Input–output relations are normal in hippocampal slices from conditional neuronal NT-3 mutant mice. Shown are the mean fEPSP responses to stimuli of increasing strengths for both the knockout (SynI–cre/cko⁻) and control (cko⁺/cko⁺) slices. There was no significant difference between the two groups. (n) Number of slices. The number of animals from which the slices were taken was eight and eight, for the knockout and controls, respectively.

Figure 4

Paired-pulse facilitation is normal in hippocampal slices from conditional neuronal NT-3 mutant mice. Shown is the mean for three different interstimulus intervals.
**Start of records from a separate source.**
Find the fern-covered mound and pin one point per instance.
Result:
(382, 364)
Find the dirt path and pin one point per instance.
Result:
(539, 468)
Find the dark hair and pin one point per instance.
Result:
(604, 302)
There was no significant difference between the knockout (solid bars) and control (open bars) slices at any of the intervals tested. The number of slices used for each interval is as follows (knockout/control): 10 msec (5,5); 25 msec (8,8); 50 msec (20,21); 100 msec (20,21). The number of animals from which the slices were taken was 8 and 8 for the 50 and 100 msec ISI, 3 and 3 for the 25 msec ISI, and 2 and 2 for 10 msec ISI for the knockout and controls, respectively.

Figure 5

LTP is normal in hippocampal slices form conditional neuronal NT-3 mutant mice. (a) Ensemble averages for slices exposed to two epochs of 100 Hz stimulation (tetanus) for 1 sec each. Both the control and the mutant mice exhibited LTP, which was of a similar magnitude. In the mutant mice the mean fEPSP slope was −0.25 ± 0.02 mV/msec and −0.38 ± 0.02 mV/msec, before and after LTP induction by 100 Hz. These slices exhibited significant potentiation (P < 0.001). In the control mice the mean fEPSP slope was −0.24 ± 0.01 mV/msec and −0.41 ± 0.02 mV/msec, before and after LTP induction by 100 Hz. These slices also exhibited significant potentiation (P < 0.001). (n) Number of slices. The number of animals from which the slices were obtained was four and four for knockout and control mice, respectively. (b) Ensemble averages for slices exposed to TBS. Both the control and the mutant mice exhibited LTP, which was of a similar magnitude. In the mutant mice the mean fEPSP slope was −0.25 ± 0.02 mV/msec and −0.36 ± 0.03 mV/msec, before and after LTP induction by TBS. These slices exhibited significant potentiation (P < 0.001). In the control mice the mean fEPSP slope was −0.23 ± 0.02 mV/msec and −0.32 ± 0.03 mV/msec, before and after LTP induction by TBS. These slices also exhibited significant potentiation (P < 0.001). Bar, 0.5 mV/100 msec. (n) Number of slices. The number of animals from which the slices were obtained was four and four for knockout and control mice, respectively.